瑞云这时从厨房里走了出来,她一出来就被文香身上的那件旧毛衣吸引住了。旧毛衣是手工织的,已旧得不成名堂。瑞云忍不住问文香,你怎么不穿那件新羊毛衫?文香红着脸说,那么贵的东西,我可舍不得穿。瑞云说,买都买了,你不穿留着干什么?文香迟疑了一会儿说,昨天上午,我托双飞把那件羊毛衫带到镇上帮我卖了,卖了四百块钱。
孔庆奂听了心一颤,像是被人拴着绳子扯了一下。
瑞云睁圆眼睛问,你把它卖了干什么?文香说,我想卖钱把搭屋的那块篾席换一下。瑞云用责怪的口气说,要卖也要卖五百呀,我们是花五百买的呢。文香说,我也想卖五百,可五百卖不出去,就只好四百把它卖了。停了一会儿,文香突然抬起头看着孔庆奂说,要是那件羊毛衫能卖五百,我就不会跑来找你借钱了。

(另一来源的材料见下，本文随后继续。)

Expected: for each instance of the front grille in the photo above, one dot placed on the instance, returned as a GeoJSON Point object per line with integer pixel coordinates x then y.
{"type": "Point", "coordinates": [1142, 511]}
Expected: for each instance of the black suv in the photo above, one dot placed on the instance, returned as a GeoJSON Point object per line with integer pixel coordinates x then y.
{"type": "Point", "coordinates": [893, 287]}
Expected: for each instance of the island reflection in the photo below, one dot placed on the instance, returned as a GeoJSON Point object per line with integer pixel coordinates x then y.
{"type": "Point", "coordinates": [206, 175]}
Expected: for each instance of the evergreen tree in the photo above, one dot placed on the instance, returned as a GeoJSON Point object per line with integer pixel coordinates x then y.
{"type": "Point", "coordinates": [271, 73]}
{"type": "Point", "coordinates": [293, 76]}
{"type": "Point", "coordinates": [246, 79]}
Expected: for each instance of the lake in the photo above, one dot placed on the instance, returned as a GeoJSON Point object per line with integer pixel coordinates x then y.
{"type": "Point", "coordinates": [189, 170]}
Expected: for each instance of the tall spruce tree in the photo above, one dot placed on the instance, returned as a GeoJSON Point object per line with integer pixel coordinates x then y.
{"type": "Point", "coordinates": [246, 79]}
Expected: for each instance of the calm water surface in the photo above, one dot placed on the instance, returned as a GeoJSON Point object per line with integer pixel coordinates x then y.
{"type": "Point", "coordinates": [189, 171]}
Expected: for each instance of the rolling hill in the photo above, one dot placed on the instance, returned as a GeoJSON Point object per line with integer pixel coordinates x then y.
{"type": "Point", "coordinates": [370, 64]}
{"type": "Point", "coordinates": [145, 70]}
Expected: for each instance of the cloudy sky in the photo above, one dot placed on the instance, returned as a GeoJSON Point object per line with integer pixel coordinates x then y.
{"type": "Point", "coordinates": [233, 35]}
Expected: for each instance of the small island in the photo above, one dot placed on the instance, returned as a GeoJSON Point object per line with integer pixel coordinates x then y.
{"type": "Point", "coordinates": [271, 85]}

孔庆奂有点儿忧伤地问,你要借多少钱?文香说,一百,我只差一百。孔庆奂掏出钱包,从中找出一百块钱递给文香。孔庆奂这段时间花钱很多,钱包差不多已经空了。递钱的时候,孔庆奂说,对不起,我只能借你一百了。文香说,我只要一百,一百就够了。
伸手接钱的时候,文香又说,昨天要不是把柱子的那一百块钱退给他,今天我也不会来找你借钱的!孔庆奂没料到文香会补充这么一句,他的心猛然疼了一下,像是被蜂子嗤了一口。
文香借了钱就匆匆走了,她说明天就要动工砌搭屋的隔墙。孔庆奂没有像以前那样为文香送行,他连再见也没跟她说一声。
文香走后,孔庆奂好半天没有说一句话,他窝在沙发里一动不动,看上去像一个植物人。过了许久,瑞云突然说,文香没说什么时候还钱呢。孔庆奂说,我想这一百块钱她是不会还了!瑞云一愣问,你为什么这样说?孔庆奂说,文香已经不是以前的文香了!
瑞云感到孔庆奂说话的声音有点儿不对劲,扭头看去,发现他的鼻沟里淌着两颗清泪。瑞云问,老孔,你怎么啦?孔庆奂对瑞云笑了一下说,你以后再也不会吃文香的醋了!过了一会儿,孔庆奂一边用手擦泪一边说,瑞云,我们去城里和儿子们一起过吧!
两天之后,孔庆奂便和瑞云不声不响地地离开了他教了几十年书的这所小学,坐车进城了。从此,油菜坡就再也没有姓孔的人了,成了一个无孔之乡。